Glycans are found on nearly all living cells, but tumor cells often express glycans that are not found on healthy cells, including glycans that contain a monosaccharide called sialic acid. When sialic acids bind to lectin receptors, located on immune cells, it turns on an immunosuppressive pathway in the immune cells. These lectins that bind to sialic acid are known as Siglecs.
"When Siglecs on immune cells bind to sialic acids on cancer cells, it puts the brakes on the immune response. It prevents that immune cell from becoming activated to attack and destroy the cancer cell, just like what happens when PD-1 binds to PD-L1," Stark says.
Currently, there aren't any approved therapies that target this Siglec-sialic acid interaction, despite a number of drug development approaches that have been tried. For example, researchers have tried to develop lectins that could bind to sialic acids and prevent them from interacting with immune cells, but so far, this approach hasn't worked well because lectins don't bind strongly enough to accumulate on the cancer cell surface in large numbers.

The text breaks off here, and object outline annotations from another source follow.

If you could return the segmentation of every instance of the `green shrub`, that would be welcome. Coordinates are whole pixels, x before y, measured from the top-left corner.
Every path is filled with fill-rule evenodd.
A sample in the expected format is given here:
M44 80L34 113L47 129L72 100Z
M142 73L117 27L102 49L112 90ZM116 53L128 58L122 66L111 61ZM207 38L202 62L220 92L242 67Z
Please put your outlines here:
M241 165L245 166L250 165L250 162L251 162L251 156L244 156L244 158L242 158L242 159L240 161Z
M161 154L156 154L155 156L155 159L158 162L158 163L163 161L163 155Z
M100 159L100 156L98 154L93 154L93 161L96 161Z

To overcome that, Stark and her colleagues developed a way to deliver larger quantities of lectins by attaching them to antibodies that target cancer cells. Once there, the lectins can bind to sialic acid, preventing sialic acid from interacting with Siglec receptors on immune cells. This lifts the brakes off the immune response, allowing immune cells such as macrophages and natural killer (NK) cells to launch an attack on the tumor.
"This lectin binding domain typically has relatively low affinity, so you can't use it by itself as a therapeutic. But, when the lectin domain is linked to a high-affinity antibody, you can get it to the cancer cell surface where it can bind and block sialic acids," Stark says.
A modular system
In this study, the researchers designed an AbLec based on the antibody trastuzumab, which binds to HER2 and is approved as a cancer therapy to treat breast, stomach, and colorectal cancers. To form the AbLec, they replaced one arm of the antibody with a lectin, either Siglec-7 or Siglec-9.

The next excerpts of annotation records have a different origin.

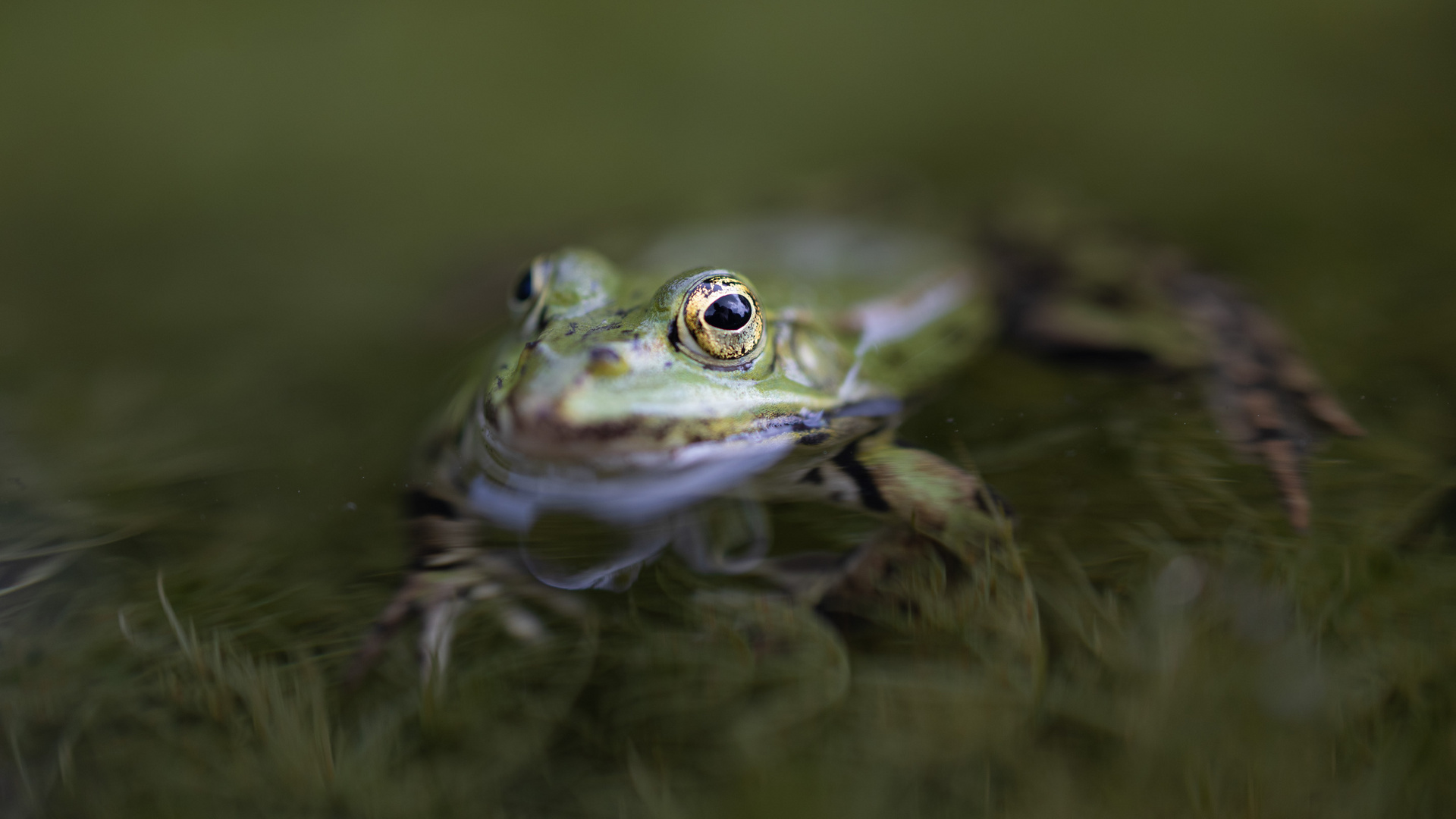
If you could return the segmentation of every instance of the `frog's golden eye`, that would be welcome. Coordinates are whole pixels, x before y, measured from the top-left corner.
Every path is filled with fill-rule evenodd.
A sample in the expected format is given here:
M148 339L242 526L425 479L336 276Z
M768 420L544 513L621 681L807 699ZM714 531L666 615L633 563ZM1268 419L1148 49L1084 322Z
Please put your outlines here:
M515 277L511 293L507 297L511 313L521 319L521 332L534 335L540 322L542 307L546 305L546 290L552 278L550 259L537 256Z
M732 275L709 275L687 293L683 324L713 358L743 358L763 340L763 312L748 286Z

Tests using cells grown in the lab showed that this AbLec rewired immune cells to attack and destroy cancer cells.
The researchers then tested their AbLecs in a mouse model that was engineered to express human Siglec receptors and antibody receptors. These mice were then injected with cancer cells that formed metastases in the lungs. When treated with the AbLec, these mice showed fewer lung metastases than mice treated with trastuzumab alone.

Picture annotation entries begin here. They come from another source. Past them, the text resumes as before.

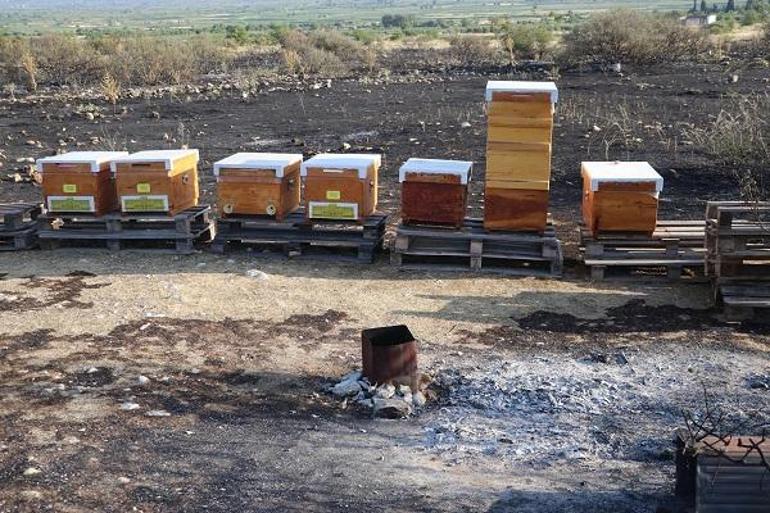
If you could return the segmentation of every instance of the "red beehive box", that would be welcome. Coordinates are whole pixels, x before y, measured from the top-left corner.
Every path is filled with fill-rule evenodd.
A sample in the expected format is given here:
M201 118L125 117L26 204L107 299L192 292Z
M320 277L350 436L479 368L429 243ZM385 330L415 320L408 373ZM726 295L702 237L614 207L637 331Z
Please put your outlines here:
M409 159L399 171L404 223L461 227L472 168L473 162Z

The researchers also showed that they could swap in other tumor-specific antibodies, such as rituximab, which targets CD20, or cetuximab, which targets EGFR. They could also swap in lectins that target other glycans involved in immunosuppression, or antibodies that target checkpoint proteins such as PD-1.
"AbLecs are really plug-and-play. They're modular," Stark says. "You can imagine swapping out different decoy receptor domains to target different members of the lectin receptor family, and you can also swap out the antibody arm. This is important because different cancer types express different antigens, which you can address by changing the antibody target."
Stark, Bertozzi, and others have started a company called Valora Therapeutics, which is now working on developing lead AbLec candidates. They hope to begin clinical trials in the next two to three years.
The research was funded, in part, by a Burroughs Wellcome Fund Career Award at the Scientific Interface, a Society for Immunotherapy of Cancer Steven A. Rosenberg Scholar Award, a V Foundation V Scholar Grant, the National Cancer Institute, the National Institute of General Medical Sciences, a Merck Discovery Biologics SEEDS grant, an American Cancer Society Postdoctoral Fellowship, and a Sarafan ChEM-H Postdocs at the Interface seed grant.